Looking ahead, RNA-seq will be instrumental in the era of personalized medicine and precision diagnostics. Its ability to provide a comprehensive understanding of individual genomes holds the promise of creating medical technologies that are extremely precise and unique for individual use. As costs continue to decrease and methodologies become more streamlined, RNA-seq looks to be a major factor in genomics, with far-reaching implications for our understanding of biology and the development of targeted therapeutic strategies.

References:

  1. Ruairi, Mackenzie J. “RNA-Seq: Basics, Applications and Protocol.” Genomics Research from Technology Networks, www.technologynetworks.com/genomics/articles/rna-seq-basics-applications-and-protocol-299461.
  2. Conesa, Ana, et al. “A Survey of Best Practices for RNA-Seq Data Analysis - Genome Biology.” BioMed Central, BioMed Central, 26 Jan. 2016, www.genomebiology.biomedcentral.com/articles/10.1186/s13059-016-0881-8.
  3. “Applications of RNA-Seq.” Applications of RNA-Seq - CD Genomics, www.cd-genomics.com/resourse-applications-of-rna-seq.html.
  4. Koch, Clarissa M, and Stephen F Chiu. “A Beginner’s Guide to Analysis of RNA Sequencing Data.” American Journal of Respiratory Cell and Molecular Biology, U.S. National Library of Medicine, Aug. 2018, www.ncbi.nlm.nih.gov/pmc/articles/PMC6096346/#:~:text=A%20major%20goal%20of%20RNA,tissue%20homogenates%2C%20or%20sorted%20cells.
  5. Caetano-Anolles, Dere. “RNAseq Short Variant Discovery (Snps + Indels)”. Genome Analysis Toolkit. 26 Nov. 2023 , www.gatk.broadinstitute.org/hc/en-us/articles/360035531192-RNAseq-short-variant-discovery-SNPs-Indels-
  6. Wang, Zhong, et al. “RNA-Seq: A Revolutionary Tool for Transcriptomics.” Nature Reviews.

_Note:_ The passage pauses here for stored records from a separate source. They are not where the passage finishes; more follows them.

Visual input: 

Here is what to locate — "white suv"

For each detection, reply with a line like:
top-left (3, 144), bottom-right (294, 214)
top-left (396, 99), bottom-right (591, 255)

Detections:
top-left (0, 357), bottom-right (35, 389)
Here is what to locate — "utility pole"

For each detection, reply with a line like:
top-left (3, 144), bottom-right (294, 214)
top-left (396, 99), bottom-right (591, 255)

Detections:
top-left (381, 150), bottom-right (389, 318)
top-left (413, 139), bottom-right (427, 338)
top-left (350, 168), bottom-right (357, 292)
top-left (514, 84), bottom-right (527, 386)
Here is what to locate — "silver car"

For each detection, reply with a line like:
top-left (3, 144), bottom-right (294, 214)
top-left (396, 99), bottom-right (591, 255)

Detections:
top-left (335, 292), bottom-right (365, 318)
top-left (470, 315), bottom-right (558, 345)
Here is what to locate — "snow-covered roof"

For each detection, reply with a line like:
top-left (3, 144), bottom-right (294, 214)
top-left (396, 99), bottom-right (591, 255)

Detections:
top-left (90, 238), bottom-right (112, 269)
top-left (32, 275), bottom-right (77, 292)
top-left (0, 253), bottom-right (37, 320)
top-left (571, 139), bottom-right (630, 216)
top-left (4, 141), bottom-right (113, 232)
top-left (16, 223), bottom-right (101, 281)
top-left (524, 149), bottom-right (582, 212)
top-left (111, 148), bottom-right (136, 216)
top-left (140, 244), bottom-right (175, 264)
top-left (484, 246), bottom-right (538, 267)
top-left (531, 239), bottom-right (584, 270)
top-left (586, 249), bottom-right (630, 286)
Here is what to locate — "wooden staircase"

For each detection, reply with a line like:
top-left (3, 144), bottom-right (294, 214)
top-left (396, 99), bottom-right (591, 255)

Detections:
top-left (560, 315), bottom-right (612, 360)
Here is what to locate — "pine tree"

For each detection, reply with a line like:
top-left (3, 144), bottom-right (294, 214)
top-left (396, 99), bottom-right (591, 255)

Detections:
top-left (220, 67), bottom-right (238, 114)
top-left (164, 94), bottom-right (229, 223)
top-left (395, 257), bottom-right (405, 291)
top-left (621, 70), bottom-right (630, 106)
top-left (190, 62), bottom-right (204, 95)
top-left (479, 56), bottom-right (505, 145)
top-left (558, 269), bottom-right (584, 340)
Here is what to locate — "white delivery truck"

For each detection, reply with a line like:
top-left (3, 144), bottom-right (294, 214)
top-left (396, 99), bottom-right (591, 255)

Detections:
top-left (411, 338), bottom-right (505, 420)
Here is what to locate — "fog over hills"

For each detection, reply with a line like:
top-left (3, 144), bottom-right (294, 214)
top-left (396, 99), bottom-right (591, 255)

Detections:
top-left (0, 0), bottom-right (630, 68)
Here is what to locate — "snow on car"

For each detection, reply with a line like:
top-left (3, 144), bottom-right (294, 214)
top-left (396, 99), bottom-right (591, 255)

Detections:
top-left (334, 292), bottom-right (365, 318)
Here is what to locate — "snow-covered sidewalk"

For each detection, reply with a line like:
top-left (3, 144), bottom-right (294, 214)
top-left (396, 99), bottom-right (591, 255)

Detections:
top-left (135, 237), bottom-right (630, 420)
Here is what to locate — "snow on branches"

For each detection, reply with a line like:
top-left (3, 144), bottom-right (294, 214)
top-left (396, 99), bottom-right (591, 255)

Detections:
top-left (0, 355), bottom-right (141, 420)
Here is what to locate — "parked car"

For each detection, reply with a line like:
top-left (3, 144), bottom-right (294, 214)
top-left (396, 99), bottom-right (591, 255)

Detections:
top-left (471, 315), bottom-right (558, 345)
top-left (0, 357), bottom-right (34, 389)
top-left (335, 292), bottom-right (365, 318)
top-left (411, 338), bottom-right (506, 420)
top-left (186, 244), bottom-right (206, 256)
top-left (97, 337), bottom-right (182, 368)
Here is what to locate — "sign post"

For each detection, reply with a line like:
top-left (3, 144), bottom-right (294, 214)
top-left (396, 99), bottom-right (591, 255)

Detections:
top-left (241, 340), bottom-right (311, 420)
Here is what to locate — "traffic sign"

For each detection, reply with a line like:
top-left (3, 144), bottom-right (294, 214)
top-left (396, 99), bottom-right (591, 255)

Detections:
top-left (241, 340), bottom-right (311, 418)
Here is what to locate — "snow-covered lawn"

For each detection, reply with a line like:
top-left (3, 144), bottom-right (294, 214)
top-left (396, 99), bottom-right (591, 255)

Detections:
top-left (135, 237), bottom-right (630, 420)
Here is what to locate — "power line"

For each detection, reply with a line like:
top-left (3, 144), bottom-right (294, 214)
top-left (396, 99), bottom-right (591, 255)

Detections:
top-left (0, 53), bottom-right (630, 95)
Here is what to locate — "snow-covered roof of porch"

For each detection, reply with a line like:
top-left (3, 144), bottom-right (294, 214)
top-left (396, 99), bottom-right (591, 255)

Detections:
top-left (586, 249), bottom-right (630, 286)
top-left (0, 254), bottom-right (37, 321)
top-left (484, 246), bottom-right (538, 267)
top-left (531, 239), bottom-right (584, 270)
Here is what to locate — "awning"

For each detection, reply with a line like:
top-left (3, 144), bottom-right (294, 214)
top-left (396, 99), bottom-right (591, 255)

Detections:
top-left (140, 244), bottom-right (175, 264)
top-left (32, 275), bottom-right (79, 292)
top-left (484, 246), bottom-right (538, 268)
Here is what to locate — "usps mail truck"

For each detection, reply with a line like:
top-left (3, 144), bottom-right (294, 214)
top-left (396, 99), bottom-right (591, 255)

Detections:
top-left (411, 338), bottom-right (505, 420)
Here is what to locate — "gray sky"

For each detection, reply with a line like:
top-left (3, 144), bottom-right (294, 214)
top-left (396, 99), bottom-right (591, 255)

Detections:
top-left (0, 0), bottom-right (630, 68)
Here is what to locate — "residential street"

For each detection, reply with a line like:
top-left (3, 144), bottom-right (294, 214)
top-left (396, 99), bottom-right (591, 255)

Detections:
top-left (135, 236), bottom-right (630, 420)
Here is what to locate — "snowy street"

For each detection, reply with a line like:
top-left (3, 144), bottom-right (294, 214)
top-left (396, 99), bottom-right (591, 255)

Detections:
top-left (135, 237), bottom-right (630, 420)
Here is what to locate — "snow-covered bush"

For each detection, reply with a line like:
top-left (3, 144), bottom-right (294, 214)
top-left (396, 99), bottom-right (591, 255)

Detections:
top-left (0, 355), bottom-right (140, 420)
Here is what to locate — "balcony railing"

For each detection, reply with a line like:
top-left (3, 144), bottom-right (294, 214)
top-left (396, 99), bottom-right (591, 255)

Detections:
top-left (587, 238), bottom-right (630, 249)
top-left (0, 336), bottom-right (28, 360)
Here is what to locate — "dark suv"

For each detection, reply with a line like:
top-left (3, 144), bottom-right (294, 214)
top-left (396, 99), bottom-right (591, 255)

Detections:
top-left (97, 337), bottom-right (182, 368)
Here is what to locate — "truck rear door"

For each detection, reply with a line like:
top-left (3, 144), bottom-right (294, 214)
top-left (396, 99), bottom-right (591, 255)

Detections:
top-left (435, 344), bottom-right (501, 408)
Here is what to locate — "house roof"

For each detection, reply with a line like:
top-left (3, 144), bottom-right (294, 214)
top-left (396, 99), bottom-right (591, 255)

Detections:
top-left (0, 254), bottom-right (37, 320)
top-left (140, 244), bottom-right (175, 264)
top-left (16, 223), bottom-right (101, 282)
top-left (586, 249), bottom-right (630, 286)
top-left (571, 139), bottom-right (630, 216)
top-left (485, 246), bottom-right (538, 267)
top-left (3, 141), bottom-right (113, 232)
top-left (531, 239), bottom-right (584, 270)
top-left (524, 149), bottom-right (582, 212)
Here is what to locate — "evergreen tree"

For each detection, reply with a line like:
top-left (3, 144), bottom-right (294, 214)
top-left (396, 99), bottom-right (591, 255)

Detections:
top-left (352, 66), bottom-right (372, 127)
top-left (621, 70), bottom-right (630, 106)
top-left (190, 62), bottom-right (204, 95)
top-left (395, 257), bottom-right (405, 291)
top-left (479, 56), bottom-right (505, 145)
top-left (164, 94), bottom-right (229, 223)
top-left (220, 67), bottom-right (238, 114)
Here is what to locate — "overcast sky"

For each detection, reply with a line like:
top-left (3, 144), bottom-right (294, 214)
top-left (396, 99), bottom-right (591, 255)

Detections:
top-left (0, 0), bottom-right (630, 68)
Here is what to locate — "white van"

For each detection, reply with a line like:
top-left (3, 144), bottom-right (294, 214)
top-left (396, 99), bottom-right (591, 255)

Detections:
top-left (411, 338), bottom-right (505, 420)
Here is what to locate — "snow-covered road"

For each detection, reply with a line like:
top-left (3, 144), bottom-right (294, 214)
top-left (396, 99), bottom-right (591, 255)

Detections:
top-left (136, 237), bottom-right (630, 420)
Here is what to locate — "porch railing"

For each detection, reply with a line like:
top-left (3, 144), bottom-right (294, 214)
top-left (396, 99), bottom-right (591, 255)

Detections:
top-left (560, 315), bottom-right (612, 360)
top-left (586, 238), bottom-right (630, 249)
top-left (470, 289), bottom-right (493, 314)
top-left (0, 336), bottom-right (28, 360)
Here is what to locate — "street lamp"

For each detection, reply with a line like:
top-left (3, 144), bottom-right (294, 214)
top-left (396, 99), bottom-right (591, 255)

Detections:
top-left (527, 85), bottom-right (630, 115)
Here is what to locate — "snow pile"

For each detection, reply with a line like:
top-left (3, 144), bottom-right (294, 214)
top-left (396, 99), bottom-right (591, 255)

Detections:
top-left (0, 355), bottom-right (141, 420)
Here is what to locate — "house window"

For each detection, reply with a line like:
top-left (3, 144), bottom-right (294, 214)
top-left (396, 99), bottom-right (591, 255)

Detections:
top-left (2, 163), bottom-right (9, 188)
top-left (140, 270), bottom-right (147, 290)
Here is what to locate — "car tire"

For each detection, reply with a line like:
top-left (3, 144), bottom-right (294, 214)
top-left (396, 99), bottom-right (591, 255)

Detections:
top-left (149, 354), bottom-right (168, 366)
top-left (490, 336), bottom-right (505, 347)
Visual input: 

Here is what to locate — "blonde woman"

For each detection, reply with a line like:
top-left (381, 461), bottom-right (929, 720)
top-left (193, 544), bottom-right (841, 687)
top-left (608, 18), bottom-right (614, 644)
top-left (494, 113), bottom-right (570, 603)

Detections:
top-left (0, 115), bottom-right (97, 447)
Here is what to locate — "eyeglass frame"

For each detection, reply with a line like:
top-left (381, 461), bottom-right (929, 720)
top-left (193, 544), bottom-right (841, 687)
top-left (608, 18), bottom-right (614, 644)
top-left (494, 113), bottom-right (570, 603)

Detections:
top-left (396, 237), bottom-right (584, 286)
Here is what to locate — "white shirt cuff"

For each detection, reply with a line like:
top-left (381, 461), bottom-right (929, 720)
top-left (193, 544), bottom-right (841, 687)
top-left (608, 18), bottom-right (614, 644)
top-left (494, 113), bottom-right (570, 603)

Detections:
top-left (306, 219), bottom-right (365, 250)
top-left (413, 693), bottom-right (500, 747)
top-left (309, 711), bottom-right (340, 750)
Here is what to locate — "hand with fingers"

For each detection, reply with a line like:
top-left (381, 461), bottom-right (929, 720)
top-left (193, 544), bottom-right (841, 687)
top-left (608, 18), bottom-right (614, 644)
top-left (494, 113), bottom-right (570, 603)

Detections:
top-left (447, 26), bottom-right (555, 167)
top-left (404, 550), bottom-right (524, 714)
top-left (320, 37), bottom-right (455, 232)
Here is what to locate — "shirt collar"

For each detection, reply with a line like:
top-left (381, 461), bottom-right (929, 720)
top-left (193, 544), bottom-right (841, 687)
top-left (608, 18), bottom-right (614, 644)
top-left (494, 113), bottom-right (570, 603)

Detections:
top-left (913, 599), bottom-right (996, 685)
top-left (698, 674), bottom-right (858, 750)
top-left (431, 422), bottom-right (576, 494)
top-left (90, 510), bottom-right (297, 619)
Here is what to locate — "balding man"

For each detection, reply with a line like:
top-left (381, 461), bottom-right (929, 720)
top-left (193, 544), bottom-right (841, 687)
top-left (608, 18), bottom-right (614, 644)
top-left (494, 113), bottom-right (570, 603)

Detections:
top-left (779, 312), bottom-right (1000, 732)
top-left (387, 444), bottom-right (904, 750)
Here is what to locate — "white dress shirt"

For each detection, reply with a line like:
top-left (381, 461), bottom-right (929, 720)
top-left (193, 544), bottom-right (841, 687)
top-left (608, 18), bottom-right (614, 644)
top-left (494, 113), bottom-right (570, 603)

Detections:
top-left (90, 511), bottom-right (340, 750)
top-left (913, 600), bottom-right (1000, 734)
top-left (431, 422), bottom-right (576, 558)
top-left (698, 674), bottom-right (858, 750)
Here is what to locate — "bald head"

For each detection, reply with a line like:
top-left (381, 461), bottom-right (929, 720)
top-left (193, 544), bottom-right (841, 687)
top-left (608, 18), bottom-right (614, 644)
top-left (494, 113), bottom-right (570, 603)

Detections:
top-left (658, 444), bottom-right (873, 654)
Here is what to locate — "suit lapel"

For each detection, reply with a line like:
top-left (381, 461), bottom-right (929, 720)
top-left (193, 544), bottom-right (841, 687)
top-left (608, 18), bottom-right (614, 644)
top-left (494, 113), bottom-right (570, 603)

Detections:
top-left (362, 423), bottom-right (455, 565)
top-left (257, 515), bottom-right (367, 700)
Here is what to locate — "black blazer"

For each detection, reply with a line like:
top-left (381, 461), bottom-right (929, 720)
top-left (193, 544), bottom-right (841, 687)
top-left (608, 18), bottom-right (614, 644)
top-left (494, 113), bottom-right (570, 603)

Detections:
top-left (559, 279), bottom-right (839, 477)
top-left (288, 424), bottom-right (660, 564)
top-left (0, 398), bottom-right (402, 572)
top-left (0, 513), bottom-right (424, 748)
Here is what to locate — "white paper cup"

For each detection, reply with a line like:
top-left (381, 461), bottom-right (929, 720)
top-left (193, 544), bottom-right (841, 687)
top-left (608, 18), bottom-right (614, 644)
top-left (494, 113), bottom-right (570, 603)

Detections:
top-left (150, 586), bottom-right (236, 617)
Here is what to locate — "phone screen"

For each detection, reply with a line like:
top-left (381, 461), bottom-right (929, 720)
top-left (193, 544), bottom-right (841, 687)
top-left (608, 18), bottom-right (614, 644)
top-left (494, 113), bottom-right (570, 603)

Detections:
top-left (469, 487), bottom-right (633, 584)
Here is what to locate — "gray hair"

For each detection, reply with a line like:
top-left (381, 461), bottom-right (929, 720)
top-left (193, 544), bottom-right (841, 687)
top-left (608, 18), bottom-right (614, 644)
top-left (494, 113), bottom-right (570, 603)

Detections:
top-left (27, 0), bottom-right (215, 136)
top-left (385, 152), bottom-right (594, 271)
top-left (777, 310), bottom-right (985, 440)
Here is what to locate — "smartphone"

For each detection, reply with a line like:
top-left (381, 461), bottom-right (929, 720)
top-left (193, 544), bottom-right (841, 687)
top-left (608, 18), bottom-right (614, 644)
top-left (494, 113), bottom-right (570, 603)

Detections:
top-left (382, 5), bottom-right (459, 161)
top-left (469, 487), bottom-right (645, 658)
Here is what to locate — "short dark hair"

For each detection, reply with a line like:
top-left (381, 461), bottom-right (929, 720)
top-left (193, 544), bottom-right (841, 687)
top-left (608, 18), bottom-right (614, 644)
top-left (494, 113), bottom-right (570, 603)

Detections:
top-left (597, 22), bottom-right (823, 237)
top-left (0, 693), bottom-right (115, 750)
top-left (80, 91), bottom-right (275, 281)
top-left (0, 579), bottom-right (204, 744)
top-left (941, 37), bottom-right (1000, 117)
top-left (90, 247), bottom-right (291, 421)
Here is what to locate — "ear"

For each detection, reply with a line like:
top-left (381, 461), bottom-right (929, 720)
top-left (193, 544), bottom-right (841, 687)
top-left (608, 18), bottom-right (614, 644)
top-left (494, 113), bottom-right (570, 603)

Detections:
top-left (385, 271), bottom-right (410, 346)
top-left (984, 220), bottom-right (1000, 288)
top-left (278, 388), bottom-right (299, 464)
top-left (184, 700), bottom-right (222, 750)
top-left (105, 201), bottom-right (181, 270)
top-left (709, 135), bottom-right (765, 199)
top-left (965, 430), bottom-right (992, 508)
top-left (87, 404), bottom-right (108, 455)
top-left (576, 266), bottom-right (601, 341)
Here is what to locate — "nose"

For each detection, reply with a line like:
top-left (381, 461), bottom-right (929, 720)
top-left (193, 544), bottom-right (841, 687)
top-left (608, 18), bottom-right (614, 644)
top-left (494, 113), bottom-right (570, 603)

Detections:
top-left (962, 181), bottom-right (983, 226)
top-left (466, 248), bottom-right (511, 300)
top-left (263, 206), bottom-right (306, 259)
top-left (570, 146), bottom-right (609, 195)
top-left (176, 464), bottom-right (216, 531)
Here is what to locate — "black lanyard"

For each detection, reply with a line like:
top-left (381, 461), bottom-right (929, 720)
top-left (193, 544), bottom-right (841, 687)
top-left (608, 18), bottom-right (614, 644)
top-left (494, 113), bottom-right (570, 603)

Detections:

Genetics, U.S. National Library of Medicine, Jan. 2009, www.ncbi.nlm.nih.gov/pmc/articles/PMC2949280/#:~:text=Future%20directions,RNA%20isoforms%20from%20all%20genes.
  7. McGee, Christopher. “The Power of RNA in Detecting Gene Fusions for Cancer Diagnostics.” Today’s Clinical Lab, www.clinicallab.com/the-power-of-rna-in-detecting-gene-fusions-for-cancer-diagnostics-27029.